The ruling set a precedent and has since been applied in many cases involving First Nations people. However, this is the first time it’s been extended to African-Canadians, Izadi says.
“What’s also interesting is that this is the same judge in both cases, and he makes it clear that this is not race-based sentence discounting,” she says.
In what Izadi calls “eloquent and almost poetic” written rulings, Nakatsuru drew on Gladue and applied it to the backgrounds of the young black men in the separate cases before him involving similar facts of gun possession.
“About making change, let me quote Dr. Martin Luther King Jr.: ‘Take the first step in faith. You don't have to see the whole staircase, just take the first step,’” he wrote.
“Too many African-Canadians are serving time in jail. Something more needs to be done.
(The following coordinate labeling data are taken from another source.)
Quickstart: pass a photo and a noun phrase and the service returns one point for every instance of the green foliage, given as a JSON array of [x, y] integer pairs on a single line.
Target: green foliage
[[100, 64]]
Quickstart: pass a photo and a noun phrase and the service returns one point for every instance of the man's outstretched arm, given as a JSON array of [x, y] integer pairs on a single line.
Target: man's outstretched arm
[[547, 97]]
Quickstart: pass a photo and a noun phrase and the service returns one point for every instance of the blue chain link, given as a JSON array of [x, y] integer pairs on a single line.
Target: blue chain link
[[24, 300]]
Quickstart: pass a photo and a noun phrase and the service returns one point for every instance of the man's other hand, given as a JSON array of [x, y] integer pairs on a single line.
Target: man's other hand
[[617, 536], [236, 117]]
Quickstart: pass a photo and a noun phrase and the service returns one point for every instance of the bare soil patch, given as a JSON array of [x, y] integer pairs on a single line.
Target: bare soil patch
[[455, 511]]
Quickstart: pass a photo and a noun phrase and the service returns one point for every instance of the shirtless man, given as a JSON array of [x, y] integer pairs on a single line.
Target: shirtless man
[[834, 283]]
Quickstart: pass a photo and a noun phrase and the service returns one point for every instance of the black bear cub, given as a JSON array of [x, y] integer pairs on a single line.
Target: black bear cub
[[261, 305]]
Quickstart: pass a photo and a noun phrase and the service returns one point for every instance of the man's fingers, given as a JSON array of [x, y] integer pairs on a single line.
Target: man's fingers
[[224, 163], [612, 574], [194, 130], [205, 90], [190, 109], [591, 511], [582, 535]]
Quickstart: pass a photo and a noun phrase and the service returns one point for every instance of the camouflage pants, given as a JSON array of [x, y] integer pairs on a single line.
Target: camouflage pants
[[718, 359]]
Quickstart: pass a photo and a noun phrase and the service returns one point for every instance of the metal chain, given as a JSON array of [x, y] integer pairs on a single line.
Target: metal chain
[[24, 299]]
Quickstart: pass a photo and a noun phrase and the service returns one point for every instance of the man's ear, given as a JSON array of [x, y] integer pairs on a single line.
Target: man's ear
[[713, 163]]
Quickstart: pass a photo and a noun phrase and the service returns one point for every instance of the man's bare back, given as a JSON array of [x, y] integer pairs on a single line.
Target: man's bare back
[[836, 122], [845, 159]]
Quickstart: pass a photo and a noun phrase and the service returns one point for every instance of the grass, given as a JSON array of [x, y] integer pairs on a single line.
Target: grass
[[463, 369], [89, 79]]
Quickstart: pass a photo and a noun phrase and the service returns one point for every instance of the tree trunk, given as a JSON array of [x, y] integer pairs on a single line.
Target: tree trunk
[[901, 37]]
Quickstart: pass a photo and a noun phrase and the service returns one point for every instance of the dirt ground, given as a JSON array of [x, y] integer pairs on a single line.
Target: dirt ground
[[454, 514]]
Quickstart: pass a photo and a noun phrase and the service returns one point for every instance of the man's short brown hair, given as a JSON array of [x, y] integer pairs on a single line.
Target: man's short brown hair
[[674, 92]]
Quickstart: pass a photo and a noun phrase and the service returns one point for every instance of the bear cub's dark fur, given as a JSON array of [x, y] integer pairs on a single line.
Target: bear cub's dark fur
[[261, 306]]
In this case, I hope to take a small step in changing that.”
The accused was swept up in a police investigation into guns and gangs and was charged with possession of a loaded gun. While he had a lengthy criminal record and served considerable jail time, the judge found that African-Canadians are subject to “systemic racism.”
The Crown sought a sentence of 8.5 to 10 years, the decision states. The defence asked for four years.
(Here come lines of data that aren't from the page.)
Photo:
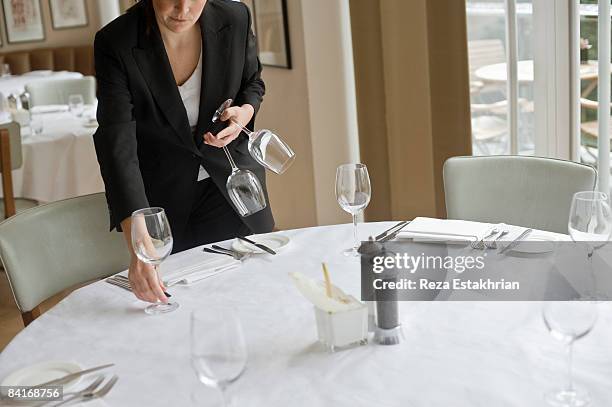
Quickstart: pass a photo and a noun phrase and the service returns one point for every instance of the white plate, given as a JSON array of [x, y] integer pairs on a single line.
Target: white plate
[[536, 244], [274, 241], [41, 373]]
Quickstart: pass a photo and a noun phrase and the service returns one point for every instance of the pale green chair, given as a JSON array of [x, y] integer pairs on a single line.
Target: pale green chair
[[525, 191], [56, 92], [52, 247]]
“I find that for African-Canadians, the time has come where I as a sentencing judge must take judicial notice of such matters as the history of colonialism (in Canada and elsewhere), slavery, policies and practices of segregation, intergenerational trauma and racism, both overt and systemic, as they relate to African-Canadians and how that has translated into socio-economic ills and higher levels of incarceration,” the judge wrote.
“While this does not in and of itself justify a different sentence, it is an important first step in providing the necessary context in which to understand the case-specific information in sentencing.”
Nakatsuru said he sees the accused’s lengthy record in a different light.
“I can put your criminal record into some context,” the judge said in his decision, adding it gave him a chance to look at the social setting and personal circumstances that resulted in him being viewed as "a 'bad kid and now a bad man."
"I see the path you have taken. I see it shaped by forces of racism and intolerance. (I'm) not saying that you could not have made better choices when you were young. I am saying those choices were limited. By your family situation. And by the fact you were a young Black man.”
The judge held that a six-year jail term was “proportionate” when taking all the facts and context into consideration.
“This is not a race-based discount,” the decision reads. “Rather it is a fit sentence when all the circumstances are taken into account, including historical and systemic factors.”
The second decision, in July 2018, is similar. Izadi says it is remarkable in terms of the thought that went into it and its impact.
“He even closes with a quote from To Kill a Mockingbird,” she says.
Nakatsuru wrote: “The book is about racial injustice and a loss of innocence. In the story, this lawyer gives his young daughter some very important advice. He tells her that in order to really get to know someone you are judging, you must put yourselves in the shoes of that person. And stand a while in them.
"I believe that no better advice can be taken to heart by a sentencing judge.”
The Crown has appealed both decisions, and defence counsel across Ontario and Canada are anxious to see if the arguments hold, Izadi says.
While they are “raw and fresh,” and will have to be affirmed at appeal, she says the rulings represent a giant step forward.
“I think the judge was right in both cases. You cannot separate the individual from the systemic racism certain groups and minorities face," Izadi says. "We do it in a fair and just way in Gladue court, so why not with other racialized groups?”